At a late July webcast hosted by American University and GreenBiz, the Sustainable Purchasing Leadership Council (SPLC) (www.purchasingcouncil.org) held its long-awaited launch event. GreenBiz reported record attendance for the webinar, signaling that the procurement community was anxious to learn the latest developments regarding the SPLC. During the webinar, presentations were made by the hosts and by various members of the SPLC Steering Committee and Staff. Joel Makower of GreenBiz moderated a panel discussion regarding the challenges and opportunities facing sustainable procurement.
The SPLC, grown out of the former Green Products Roundtable that had been incubated by the Keystone Center (www.keystone.org), has spent the last nine months or so preparing for its launch by piloting with the Association for the Advancement of Sustainability in Higher Education (www.aashe.org) obtaining funding, establishing its Steering Committee and (small) staff and aligning with various strategic partner organizations. Now, starting with an August 27 – 28 Founding Summit at the National Academy of Sciences in Washington, DC, the focus shifts to generating consensus on mission, vision and values, creating and populating working groups, establishing frameworks and creating the content that will guide procurement professionals as they seek to buy greener and more socially-responsible goods and services.

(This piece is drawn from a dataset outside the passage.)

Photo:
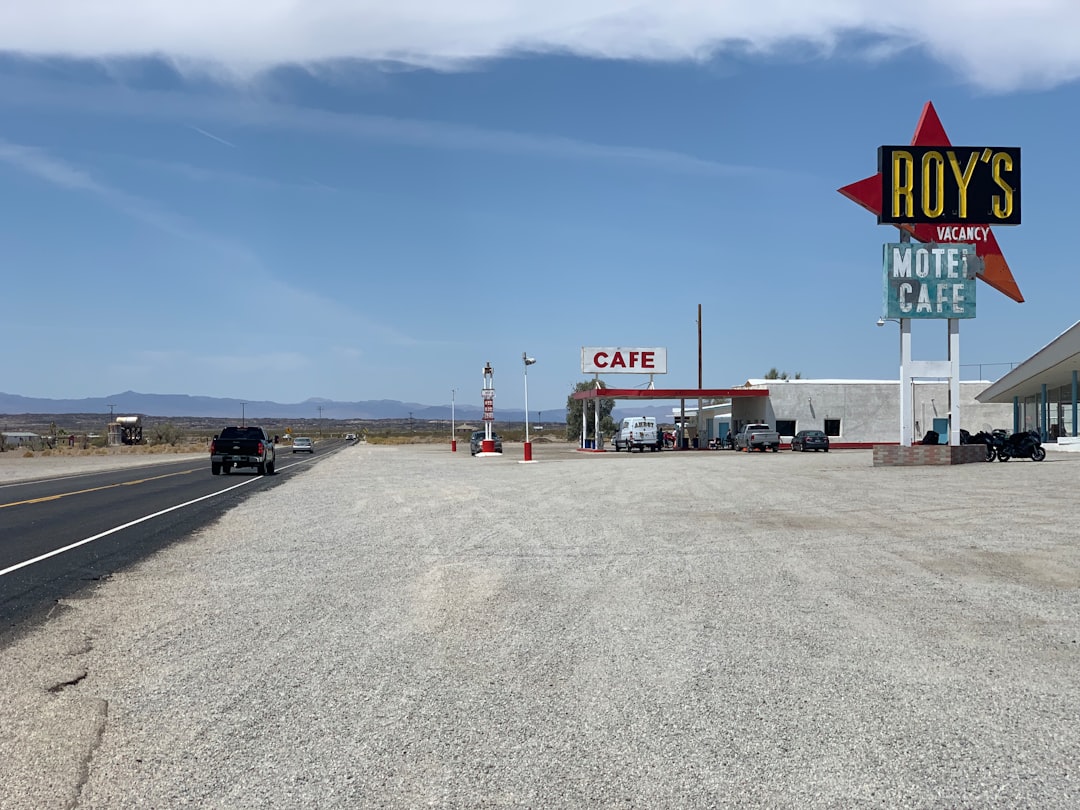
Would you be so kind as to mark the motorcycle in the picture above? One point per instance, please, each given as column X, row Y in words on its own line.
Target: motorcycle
column 993, row 442
column 1025, row 444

At present, the SPLC thinks it will follow the LEED paradigm of rating procurement sustainability on a scale of “Principles for Leadership” that leads to Bronze, Silver, Gold and Platinum ratings for purchasing organizations. According to the timetable presented at the launch event, the ratings scheme is a good two years away; much work is to be done before handing out gold stars.
During the webinar, presenters pointed out that institutional purchasing currently represents $10.1bn of the U.S. economy. If other developed countries have proportionate percentages of economic activity, then institutional purchasing has big environmental and social impacts. The advent of the SPLC, if it provides guidance and incentives (in the form of ratings) to procurement professionals and organizations, could mean a paradigm shift in what is now basically the Wild West of sustainable procurement. It will benefit everyone to follow developments as the SPLC moves forward.